When in 1989 the Eastern Bloc changed its course and the Communist states eventually opened their borders and markets, the big Western companies started to arrive and settle in. The time to welcome international artists had finally arrived. One of the first big stars invited to play a concert in Sofia, Bulgaria was Sting. At the peak of his career Sting was meant to perform in a post Communist country which to many sounded absurd. Surprisingly, the concert became a reality. It was such an enormous event in the psyche of the Bulgarians, that it felt almost like a revolution. Behind the scenes, the man who made that event possible was the then CEO of Coca-Cola, Alexander Grancharov. Alexander was not only an excellent businessman and leader, but also a very cultural and educated man.

Fifteen years after that concert, I took Dominic Miller and his band to Bulgaria and the person who helped with the finances was again Alexander Grancharov, then CEO of Carlsberg. It is important to say that Mr. Grancharov did not know me. He simply supported a cultural event which he believed had a special significance. A few years later, he and his organisation backed a series of musical projects which were organized to help elderly people in need. Alexander Grancharov was one of those savvy businessmen who understood that business does not only mean money making. He understood the importance of art, education and community and tried to implement the long standing vision on the companies he led on local soil.

copyright: Tania Yakumova for Coca-Cola Ukraine

We often talk about “inspirational leaders". In all examples of notable leaders, we see the same all-round concept: their business is an integral part of their community. They always try to better their surroundings. Any wise leader understands that their business will have more financial and material success if the consumers are in a position to understand and afford it. Those consumers need to be both educated and cultural which in turn will improve their employment and subsequently, financial status. By supporting the arts, the businesses create a special connection with the consumers, bond not only based on the understanding of the popular tastes, but also on a shared emotional experience.

The big companies have been involved with the arts for many years now. Rolex does not support only tennis at Wimbledon, but some of the most important music institutions in Europe such as La Scala and also many schools amongst which the School for Decorative Arts in Geneva. Mercedes supports the Canadian Opera Company. The fin tech XTX Markets helps the London Symphony Orchestra. Ziff brothers had given 50 million dollars to Metropolitan Opera, Energy Australia is one of the many sponsors of Sydney Opera House. These are just a few examples of the sponsors lists of those musical bodies and some of the big and rich companies.
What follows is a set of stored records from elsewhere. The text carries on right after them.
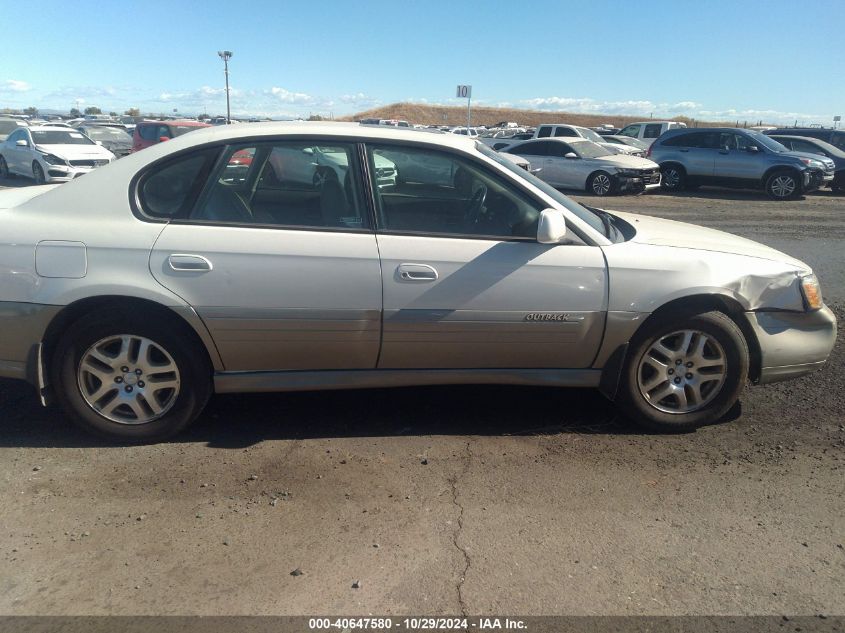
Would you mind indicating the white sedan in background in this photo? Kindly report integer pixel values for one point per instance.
(50, 154)
(576, 163)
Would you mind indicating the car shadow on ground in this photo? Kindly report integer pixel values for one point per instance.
(242, 420)
(17, 181)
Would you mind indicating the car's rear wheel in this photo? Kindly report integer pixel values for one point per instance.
(601, 184)
(130, 379)
(38, 173)
(672, 178)
(782, 185)
(684, 372)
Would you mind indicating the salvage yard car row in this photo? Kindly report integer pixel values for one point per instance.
(220, 262)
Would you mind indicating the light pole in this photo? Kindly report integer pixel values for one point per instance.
(226, 56)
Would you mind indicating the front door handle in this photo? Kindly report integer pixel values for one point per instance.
(183, 262)
(416, 272)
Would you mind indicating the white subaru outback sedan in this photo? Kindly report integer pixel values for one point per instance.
(134, 293)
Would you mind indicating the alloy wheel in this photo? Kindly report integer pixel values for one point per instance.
(128, 379)
(682, 372)
(783, 186)
(601, 184)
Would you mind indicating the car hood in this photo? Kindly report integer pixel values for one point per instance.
(628, 162)
(621, 149)
(13, 197)
(660, 232)
(74, 152)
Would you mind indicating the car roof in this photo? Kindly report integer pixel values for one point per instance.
(48, 127)
(236, 132)
(186, 123)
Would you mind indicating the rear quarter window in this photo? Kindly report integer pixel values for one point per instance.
(168, 190)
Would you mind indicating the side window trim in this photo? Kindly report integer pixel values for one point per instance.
(137, 183)
(378, 224)
(267, 144)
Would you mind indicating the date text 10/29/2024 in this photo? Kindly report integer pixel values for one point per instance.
(416, 624)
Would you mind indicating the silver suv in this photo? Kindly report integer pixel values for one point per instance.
(732, 157)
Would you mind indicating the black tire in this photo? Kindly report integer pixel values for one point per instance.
(672, 177)
(730, 350)
(194, 375)
(783, 184)
(602, 184)
(38, 173)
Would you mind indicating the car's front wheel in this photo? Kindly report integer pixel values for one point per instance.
(672, 178)
(38, 173)
(129, 378)
(684, 372)
(782, 185)
(601, 184)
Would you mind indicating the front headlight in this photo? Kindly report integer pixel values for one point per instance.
(53, 160)
(812, 292)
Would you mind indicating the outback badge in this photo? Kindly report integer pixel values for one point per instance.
(552, 316)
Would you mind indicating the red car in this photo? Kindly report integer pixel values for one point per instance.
(151, 132)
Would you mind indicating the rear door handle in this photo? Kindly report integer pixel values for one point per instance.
(183, 262)
(416, 272)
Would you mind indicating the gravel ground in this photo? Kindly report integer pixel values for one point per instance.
(447, 500)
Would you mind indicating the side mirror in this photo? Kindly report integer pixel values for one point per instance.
(551, 229)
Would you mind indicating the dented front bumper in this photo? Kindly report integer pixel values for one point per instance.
(792, 343)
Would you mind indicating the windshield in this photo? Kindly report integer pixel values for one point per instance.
(59, 137)
(590, 218)
(588, 149)
(590, 135)
(766, 141)
(107, 134)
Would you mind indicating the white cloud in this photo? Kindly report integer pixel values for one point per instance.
(14, 85)
(286, 96)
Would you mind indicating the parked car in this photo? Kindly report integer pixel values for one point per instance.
(626, 140)
(7, 126)
(735, 157)
(809, 145)
(576, 163)
(829, 135)
(113, 137)
(564, 130)
(148, 133)
(649, 131)
(50, 154)
(152, 299)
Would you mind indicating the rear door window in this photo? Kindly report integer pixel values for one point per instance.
(652, 130)
(630, 130)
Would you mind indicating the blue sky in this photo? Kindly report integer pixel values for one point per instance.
(775, 60)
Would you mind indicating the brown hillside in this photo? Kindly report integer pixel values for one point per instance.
(444, 115)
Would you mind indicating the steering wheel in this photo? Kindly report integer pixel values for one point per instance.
(476, 204)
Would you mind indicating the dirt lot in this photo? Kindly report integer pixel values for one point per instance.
(449, 500)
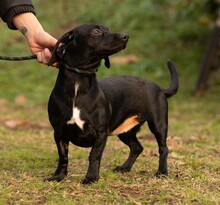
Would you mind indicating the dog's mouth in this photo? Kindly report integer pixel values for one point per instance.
(104, 53)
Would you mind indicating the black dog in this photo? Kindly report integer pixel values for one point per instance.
(86, 111)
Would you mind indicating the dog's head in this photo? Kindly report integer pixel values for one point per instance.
(87, 45)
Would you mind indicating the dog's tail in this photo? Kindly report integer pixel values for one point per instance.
(174, 84)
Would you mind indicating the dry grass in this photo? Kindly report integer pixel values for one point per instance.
(28, 155)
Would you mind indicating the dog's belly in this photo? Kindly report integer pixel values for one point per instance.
(75, 119)
(126, 126)
(81, 138)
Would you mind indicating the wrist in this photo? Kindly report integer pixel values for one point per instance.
(27, 24)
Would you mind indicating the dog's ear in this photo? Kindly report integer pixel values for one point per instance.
(107, 62)
(59, 49)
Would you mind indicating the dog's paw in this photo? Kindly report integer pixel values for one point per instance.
(161, 174)
(122, 169)
(88, 181)
(57, 178)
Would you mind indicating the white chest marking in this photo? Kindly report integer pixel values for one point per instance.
(75, 119)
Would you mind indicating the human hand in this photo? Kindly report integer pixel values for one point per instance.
(40, 42)
(41, 45)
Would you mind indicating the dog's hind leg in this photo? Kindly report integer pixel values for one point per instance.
(160, 132)
(62, 146)
(135, 146)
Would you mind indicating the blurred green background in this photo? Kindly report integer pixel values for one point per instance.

I can only dream what the world would be like if any business - big and not so big - got involved with an art or an educational project as part of their “giving back to the society” strategy.

Many industries claim they are changing their course from “profit only” and open out to their immediate communities. In that case, what could be more beneficial for all than a more cultured and educated town, country, or dare I say, world? In times in which governments mercilessly cut money for arts at schools, every penny counts. A local business could support a small concert, a local dance production, a small play. A bigger business could provide for art projects at schools. A corporation could sponsor a big art body. Many already do, but much more is needed.

Would that be justified? Sure it will!

Just think about it for a second: What was your favourite song when you were a teenager? First dance? Wedding dance? Did you act in a school play? Have you ever been to see your top favourite artist perform? Favourite film? Painting?

There are hardly any events in life which can compare to a strong art experience. Those experiences build the foundations of what would become a curious, emotional and strong individual. They are instrumental in the formation of a character. This is the type of people your business needs. If you want to have a successful business, support the arts. It will pay you back and more.